DULCE DE MANZANAS.—Para este dulce se pesa igual cantidad de azúcar que de manzana, se pelan y echan en agua hirviendo; cuando han cocido y antes de ponerse blandas, se pasan al agua fría y se dejan veinticuatro horas; se sacan a escurrir y aparte se hace el almíbar; cuando está frío se unen las dos cosas y se pone a fuego lento hasta que tome punto bastante fuerte; quedan enteras y de un color muy bonito.
MERMELADA DE MANZANA.—Después de peladas se ponen a cocer las manzanas con agua fría; se las deja escurrir y se pasan por un tamiz, poniendo después en la misma proporción el azúcar que la pasta, agregando canela molida; se mueve sin cesar todo junto hasta que tome punto, que es cuando se echa a los tarros.
GELATINA DE MANZANA.—Se pelan las manzanas y se cuecen; en una fuente se ponen setecientos gramos de azúcar; se deshacen aparte, con un poco de agua caliente, cien gramos de cola de pescado, mezclando esto con el zumo de dos limones, y pasado por un tamiz se echa a donde está el azúcar; se bate mucho y cuando toma consistencia se pone en moldes. Siempre que haya que sacar gelatina de los moldes se introducen antes un momento en agua muy caliente.
MANZANA MOLDEADA.—Limpias de piel y semillas las manzanas, se cortan a trocitos, poniéndolos a cocer con agua, azúcar y canela; déseles vueltas sin cesar con una cuchara de madera, y cuando se ve que se hace pasta se pone en un molde, no sacándola hasta que se enfríe.
PASTA DE MANZANAS.—Frotadas y partidas las manzanas se ponen a cocer con agua; se pasan por tamiz y se pone igual cantidad de jugo que de azúcar, y a fuego lento se hace hervir unas horas, hasta que está en su punto.
JALEA DE MANZANA.—Se frotan bien una docena de manzanas y se ponen a cocer con una botella de sidra; cuando están cocidas se pasan por un tamiz y se pone en un perol al fuego, vaso de azúcar por vaso de jugo, y cuando está a punto se pone en moldes.
DULCE DE NARANJA.—Con un rallador o cuchillo fino se les quita la parte amarilla; se cortan por la mitad a lo ancho; se les quita las semillas y se ponen a cocer en agua fría; se dejan hervir hasta que están tiernas, que se sacan a otra agua fría, cambiándoles de agua cada doce horas por espacio de cinco días. Aparte se hace el almíbar, y cuando tenga punto, se mete la naranja, haciéndola hervir a fuego lento hasta que esté a punto, colocándola en tarros, cuidando que quede la fruta cubierta por una buena capa de almíbar.
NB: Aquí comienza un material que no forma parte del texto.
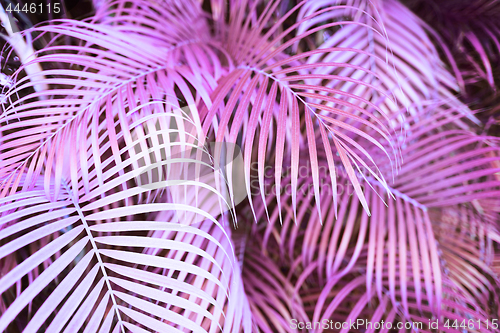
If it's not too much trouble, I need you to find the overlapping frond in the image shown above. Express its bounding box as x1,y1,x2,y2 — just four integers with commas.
0,105,252,332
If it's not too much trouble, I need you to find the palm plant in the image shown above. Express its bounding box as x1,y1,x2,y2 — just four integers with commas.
0,0,500,333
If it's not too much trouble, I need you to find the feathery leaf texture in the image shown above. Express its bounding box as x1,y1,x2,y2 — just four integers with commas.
0,0,500,333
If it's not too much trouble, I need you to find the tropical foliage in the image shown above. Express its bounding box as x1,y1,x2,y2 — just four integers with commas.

Se necesita kilo y medio de azúcar por kilo de naranja en crudo.
Cuando se quiere que quede más bonito, sin quitar nada de la cáscara se tienen lo primero nueve días en agua, cambiándola todos los días y pinchando a menudo la cáscara con un alfiler.
NARANJAS CONFITADAS.—Se quita la cáscara de la naranja a rajitas; se tienen unas horas secando, y en un almíbar que se tendrá preparado a punto de caramelo, se introducen y sacan rápidamente, dejándolas en una fuente para que se acaramelen.
GELATINA DE NARANJA.—Se pone en un perol la misma cantidad de azúcar que de zumo de naranja, poniendo una clara de huevo para clarificarlo; cuando está a medio cocer se pasa por un colador y se vuelve al fuego, agregando colas de pescado disueltas en un poquito de agua caliente (unas tres colas por docena de naranjas); se deja hervir hasta que tome punto, poniéndolo en moldes.